Il direttore Ugo Picarelli ha parlato di «un tessuto resistente che non perde il colore con il passare degli anni» e l’immagine è più che mai adatta a descrivere ciò che la BMTA rappresenta oggi: una trama di relazioni, visioni e possibilità che non si spezza, ma si rinnova di anno in anno. Dal 1998 a oggi, la Borsa ha trasformato un’idea pionieristica in un punto di riferimento internazionale per la valorizzazione del patrimonio archeologico e per la costruzione di ponti tra i popoli del Mediterraneo.

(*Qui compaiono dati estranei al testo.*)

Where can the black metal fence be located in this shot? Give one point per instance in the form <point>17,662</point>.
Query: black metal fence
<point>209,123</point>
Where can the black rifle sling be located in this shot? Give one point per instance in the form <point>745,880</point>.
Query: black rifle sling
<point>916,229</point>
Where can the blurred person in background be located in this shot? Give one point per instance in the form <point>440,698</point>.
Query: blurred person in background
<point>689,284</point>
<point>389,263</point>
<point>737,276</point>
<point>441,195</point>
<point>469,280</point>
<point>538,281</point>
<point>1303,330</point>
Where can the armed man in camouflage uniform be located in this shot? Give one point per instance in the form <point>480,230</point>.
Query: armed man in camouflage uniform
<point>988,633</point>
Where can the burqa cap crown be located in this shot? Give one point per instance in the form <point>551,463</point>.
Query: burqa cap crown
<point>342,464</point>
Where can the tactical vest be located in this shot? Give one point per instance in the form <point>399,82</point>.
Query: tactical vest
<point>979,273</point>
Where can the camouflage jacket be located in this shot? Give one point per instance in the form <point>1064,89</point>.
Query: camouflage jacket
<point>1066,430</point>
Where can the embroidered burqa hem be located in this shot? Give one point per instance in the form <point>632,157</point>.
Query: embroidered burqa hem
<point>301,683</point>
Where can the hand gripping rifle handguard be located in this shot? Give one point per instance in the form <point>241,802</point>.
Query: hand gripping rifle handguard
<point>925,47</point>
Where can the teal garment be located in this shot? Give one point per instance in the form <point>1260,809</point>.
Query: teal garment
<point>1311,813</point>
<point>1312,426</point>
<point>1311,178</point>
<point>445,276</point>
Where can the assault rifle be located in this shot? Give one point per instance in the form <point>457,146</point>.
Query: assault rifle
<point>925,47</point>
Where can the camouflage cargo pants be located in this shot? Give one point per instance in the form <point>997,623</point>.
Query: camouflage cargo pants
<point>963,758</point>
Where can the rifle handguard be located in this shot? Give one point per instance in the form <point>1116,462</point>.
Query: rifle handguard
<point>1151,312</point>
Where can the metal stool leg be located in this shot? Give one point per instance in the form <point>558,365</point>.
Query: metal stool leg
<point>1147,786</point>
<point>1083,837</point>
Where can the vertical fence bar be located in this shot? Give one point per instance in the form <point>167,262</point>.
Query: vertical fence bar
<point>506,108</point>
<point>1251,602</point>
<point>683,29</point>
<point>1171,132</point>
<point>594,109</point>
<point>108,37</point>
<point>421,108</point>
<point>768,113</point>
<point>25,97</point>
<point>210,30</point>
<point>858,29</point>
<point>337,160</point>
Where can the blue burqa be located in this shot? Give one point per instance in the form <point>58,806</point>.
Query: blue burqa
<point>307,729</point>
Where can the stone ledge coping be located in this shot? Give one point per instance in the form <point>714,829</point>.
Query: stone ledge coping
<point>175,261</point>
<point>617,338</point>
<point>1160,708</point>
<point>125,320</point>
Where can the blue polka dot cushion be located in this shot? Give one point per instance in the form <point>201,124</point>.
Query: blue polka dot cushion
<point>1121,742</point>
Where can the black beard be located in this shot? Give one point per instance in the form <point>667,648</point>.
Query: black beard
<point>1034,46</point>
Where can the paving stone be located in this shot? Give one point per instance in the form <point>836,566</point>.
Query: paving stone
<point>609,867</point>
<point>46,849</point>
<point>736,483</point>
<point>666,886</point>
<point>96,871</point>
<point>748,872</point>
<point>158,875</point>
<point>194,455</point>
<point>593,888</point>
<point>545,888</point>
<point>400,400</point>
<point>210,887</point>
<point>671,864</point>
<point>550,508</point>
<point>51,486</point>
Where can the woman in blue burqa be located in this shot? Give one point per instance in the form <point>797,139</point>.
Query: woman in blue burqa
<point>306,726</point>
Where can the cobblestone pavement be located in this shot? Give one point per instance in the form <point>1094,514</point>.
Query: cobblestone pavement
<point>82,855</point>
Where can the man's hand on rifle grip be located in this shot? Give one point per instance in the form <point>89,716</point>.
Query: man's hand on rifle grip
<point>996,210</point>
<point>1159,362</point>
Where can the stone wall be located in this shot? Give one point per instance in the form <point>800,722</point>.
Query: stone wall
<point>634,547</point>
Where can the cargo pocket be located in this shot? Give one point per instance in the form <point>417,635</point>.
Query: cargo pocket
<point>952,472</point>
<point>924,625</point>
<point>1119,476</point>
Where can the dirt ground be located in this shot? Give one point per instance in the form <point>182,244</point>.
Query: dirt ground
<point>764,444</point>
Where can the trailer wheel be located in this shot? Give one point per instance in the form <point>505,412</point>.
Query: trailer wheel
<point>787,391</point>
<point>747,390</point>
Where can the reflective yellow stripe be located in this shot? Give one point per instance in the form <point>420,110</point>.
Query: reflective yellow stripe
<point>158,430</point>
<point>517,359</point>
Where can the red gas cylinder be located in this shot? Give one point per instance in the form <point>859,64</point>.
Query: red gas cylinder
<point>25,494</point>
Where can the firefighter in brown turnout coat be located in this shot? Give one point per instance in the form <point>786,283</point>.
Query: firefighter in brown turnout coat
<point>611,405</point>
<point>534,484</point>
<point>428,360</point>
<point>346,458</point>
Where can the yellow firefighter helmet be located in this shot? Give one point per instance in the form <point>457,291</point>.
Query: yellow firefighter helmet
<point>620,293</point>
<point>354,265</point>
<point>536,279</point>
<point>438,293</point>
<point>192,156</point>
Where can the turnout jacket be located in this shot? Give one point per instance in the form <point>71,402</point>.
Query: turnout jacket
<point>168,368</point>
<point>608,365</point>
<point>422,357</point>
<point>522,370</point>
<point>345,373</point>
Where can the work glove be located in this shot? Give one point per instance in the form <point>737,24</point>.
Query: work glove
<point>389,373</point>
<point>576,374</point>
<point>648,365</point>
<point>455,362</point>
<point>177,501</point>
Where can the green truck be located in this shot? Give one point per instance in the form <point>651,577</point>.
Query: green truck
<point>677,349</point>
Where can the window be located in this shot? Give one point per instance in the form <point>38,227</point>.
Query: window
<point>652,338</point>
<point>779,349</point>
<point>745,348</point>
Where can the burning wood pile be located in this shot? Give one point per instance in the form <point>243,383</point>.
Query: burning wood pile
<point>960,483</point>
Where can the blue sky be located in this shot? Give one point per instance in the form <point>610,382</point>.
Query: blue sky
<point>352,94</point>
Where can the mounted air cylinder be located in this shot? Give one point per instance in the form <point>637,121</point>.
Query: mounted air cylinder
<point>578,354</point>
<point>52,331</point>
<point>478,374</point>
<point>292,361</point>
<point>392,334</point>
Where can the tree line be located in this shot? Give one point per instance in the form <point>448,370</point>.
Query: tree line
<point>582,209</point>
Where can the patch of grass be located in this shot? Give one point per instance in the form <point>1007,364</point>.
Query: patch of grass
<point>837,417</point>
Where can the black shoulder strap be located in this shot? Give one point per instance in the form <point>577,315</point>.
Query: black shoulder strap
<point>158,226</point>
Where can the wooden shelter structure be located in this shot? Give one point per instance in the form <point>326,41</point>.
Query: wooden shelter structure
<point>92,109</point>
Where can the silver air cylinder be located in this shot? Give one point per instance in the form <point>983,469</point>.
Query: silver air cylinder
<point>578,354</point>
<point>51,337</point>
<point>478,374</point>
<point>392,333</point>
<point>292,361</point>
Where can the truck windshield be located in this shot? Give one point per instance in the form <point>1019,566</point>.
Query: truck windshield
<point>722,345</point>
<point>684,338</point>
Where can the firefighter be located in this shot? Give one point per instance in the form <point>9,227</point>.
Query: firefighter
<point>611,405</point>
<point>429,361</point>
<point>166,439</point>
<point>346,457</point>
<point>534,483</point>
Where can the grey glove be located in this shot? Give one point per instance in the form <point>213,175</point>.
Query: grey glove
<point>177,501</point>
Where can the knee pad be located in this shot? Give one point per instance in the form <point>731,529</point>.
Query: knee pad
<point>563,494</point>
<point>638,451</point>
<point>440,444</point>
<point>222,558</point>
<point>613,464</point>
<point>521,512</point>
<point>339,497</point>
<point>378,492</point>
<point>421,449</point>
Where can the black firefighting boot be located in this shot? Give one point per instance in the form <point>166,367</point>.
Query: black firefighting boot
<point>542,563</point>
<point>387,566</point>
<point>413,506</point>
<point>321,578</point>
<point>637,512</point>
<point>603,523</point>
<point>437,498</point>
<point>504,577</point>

La giornata conclusiva ha suggellato questo cammino con la consegna dei Premi “Paestum” a tre protagonisti che incarnano, ciascuno a suo modo, il senso più profondo della tutela e della trasmissione culturale: Pietro Laureano, per la sua instancabile opera di difesa dei paesaggi e delle conoscenze tradizionali; Paolo Conti, per una vita dedicata al racconto del patrimonio italiano con eleganza e verità; e l’European Institute of Cultural Routes, per il lavoro a favore dell’identità culturale europea e della partecipazione delle comunità locali alla gestione dei beni comuni. È stato proprio Laureano a ricordare che “il paesaggio è dentro di noi”, e che ritrovare le tecniche antiche significa ritrovare anche la nostra coscienza collettiva.
L’archeologia diventa così linguaggio dell’anima e ponte tra generazioni. L’Istituto europeo, rappresentato da Irena Guidikova, ha invece posto l’accento sul legame tra passato e innovazione, affermando che l’archeologia è «una professione del futuro». E infine, Paolo Conti ha restituito alla stampa culturale la sua dignità di missione, parlando della BMTA come «un’esperienza unica nel panorama italiano, capace di unire il racconto, la ricerca e la scoperta in un solo grande respiro narrativo».
Gli oltre 8.500 visitatori, i 130 espositori provenienti da 10 Paesi, le 160 conferenze e i 900 relatori restituiscono l’immagine di un evento vivo, pulsante, condiviso. Eppure, più dei numeri, ciò che resta è l’atmosfera: quella di una comunità che si riconosce nel valore della memoria e che da quella memoria trae forza per immaginare il domani. Quando i riflettori si spengono, resta la consapevolezza che Paestum non è solo un luogo, ma un tempo che si rinnova. Ogni edizione della Borsa è un atto d’amore verso la conoscenza, un invito a restare in ascolto delle voci della terra e della storia.
C’è qualcosa di profondamente umano nel modo in cui Paestum, ogni anno, riesce a trasformare la pietra in parola. La Borsa Mediterranea del Turismo Archeologico è più di una manifestazione: è un rito civile che tiene unita la memoria, la scienza e la speranza. Nel silenzio dei templi si percepisce il respiro di un’umanità che non vuole dimenticare, ma trasformare il ricordo in forza. È qui che la cultura torna ad essere gesto, voce, incontro. È qui che il futuro si scrive nel linguaggio eterno dell’archeologia.